Systeme unterscheiden sich von dem, was nicht zum System dazugehört, der Umwelt. System und Umwelt bedingen sich somit wechselseitig. Damit wird gleichzeitig auch schon auf einen Zweck von Systemen und damit auch von Organisationen verwiesen. Das System hilft uns in seiner Abgrenzung von der Umwelt dabei, mit Komplexität umzugehen. Oder wie es Luhmann ausdrückt: Bei der Differenz von System und Umwelt ist davon auszugehen, „dass die Umwelt immer sehr viel komplexer ist als das System selbst“9. Case Manager setzen das bei ihrer Arbeit häufig voraus, weil sie, ausgehend vom Einzelfall, Teilen dieser komplexen Umwelt begegnen, aber nur dann damit umgehen können, wenn sie in ihr Case Managementsystem wechseln und z. B. im Assessment beschreiben. Überschreiten sie das Regime ihrer eigenen Organisation und gehen hinaus in die Lebenswelt der Klienten, werden sie wahrscheinlich feststellen, dass sie allein durch das „mitgebrachte“ Regelwerk, die vorgegebenen Prozesse und Ressourcen im Umgang mit der Komplexität der individuellen Systeme in Schwierigkeiten geraten. Vertiefen sie sich dabei zu weit in „das Leben der Anderen“, geschieht es zuweilen, dass das Case Management von der eigenen Organisation zur Raison gerufen wird. Systemisch betrachtet bringt ein so agierendes Case Management das System oder die Organisation in Gefahr, indem es vom vorgegebenen, wesentlichen Zweck abweicht. Wenn wir als Autofahrer versäumen, das System Autoverkehr gegenüber dem System Handykommunikation abzugrenzen, wird spätestens bei der Suche nach dem richtigen Emoji die Beachtung der Systemgrenze des Autoverkehrs (in Abgrenzung zum System des Messengers) zur lebenserhaltenden Größe. Luhmann beschreibt die Ausdifferenzierung eines Systems „als Steigerung der Sensibilität für Bestimmtes (intern Anschlussfähiges) und Steigerung der Insensibilität für alles übrige“10 Denken wir einmal an die häufig über Jahre ausgefeilten Zuständigkeitsregeln, die Kooperationsvereinbarungen oder die Prozessbeschreibungen im Rahmen eines Qualitätsmanagements, so ist es nachvollziehbar, dass Case Management mit seinen Spezialisierungen als einzelfallorientiertes und bereichsübergreifendes Verfahren nicht ohne Weiteres als „Bestimmtes“, sondern oft auch als „Übriges“ verstanden wird, vor allem, wenn es sich, wie z. B. im Monitoring, von außen in die Angelegenheiten anderer Einrichtungen einmischt.

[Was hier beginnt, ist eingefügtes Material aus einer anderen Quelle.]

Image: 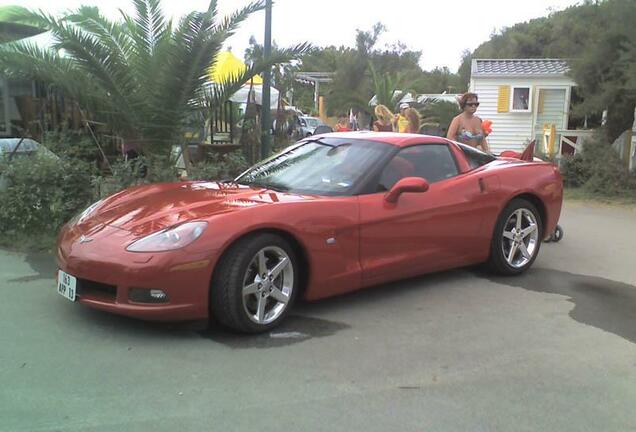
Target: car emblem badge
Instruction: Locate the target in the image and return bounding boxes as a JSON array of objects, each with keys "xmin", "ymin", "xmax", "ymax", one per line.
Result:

Der Systemerhalt der Organisationen auf Kosten der Umwelt hat viele Argumente auf seiner Seite. Die systemimmanenten Spezialisierungen führen in der Regel dazu, dass immer schwierigere Aufgaben gelöst werden können. In Krankenhäusern werden Hi-Tech-Verfahren eingesetzt, die mit ihren Erfolgen, aber auch mit ihrer Rentabilität das System prägen. Indirekt sind diese Verfahren auch in der Lage, die Störmanöver der Umwelt, beispielsweise durch die Einführung der Fallpauschalen, zu kompensieren. Sie reagieren auf den zeitlichen und finanziellen Druck mit dem Einsatz technischer Mittel und mit Verfahrensoptimierung, sodass im System immer mehr Fälle in immer schnelleren Folgen erfolgreich bewältigt werden können. Auf der anderen Seite scheut sich das System Krankenhaus im Entlassverfahren häufig vehement dagegen, seine Systemgrenzen gegenüber der komplexen Umwelt der poststationären Versorgung zu öffnen. Nachgehendes Monitoring beim Entlassmanagement ist nicht machbar – weder im Einzelfall noch im Rahmen der Systemsteuerung. Ein Weiteres Beispiel für die Entwicklung von Systemen ist der erstaunlich unterschiedliche Umgang mit der Zeit. Case Manager, die sich für einen Klienten engagieren, der sich in einer schwierigen Situation befindet, können daran verzweifeln, wenn sie mit Sozialverwaltungen zu tun haben, die ihren eigenen Umgang mit der Zeit entwickelt haben. Tatsächlich bedeutet der Umgang mit Zeit in den Verwaltungen, häufig eine sorgfältige Prüfung anhand der internen Regeln und Voraussetzungen, deren Außerkraftsetzen immer auch eine Destabilisierung der eigenen Organisation zur Folge hätte. Zudem sind die Handlungsaufforderungen aus der Umwelt ja immer eine unter vielen und es gehört auch zum Systemerhalt, die eigene Steuerungskompetenz nicht aus der Hand zu geben. Dies kann unter Umständen so weit führen, dass die Regeln strenger formuliert oder die Grenzen verstärkt werden (wie am Beispiel vieler Staaten im Umgang mit Flüchtlingen und Zuwanderern gut zu beobachten ist).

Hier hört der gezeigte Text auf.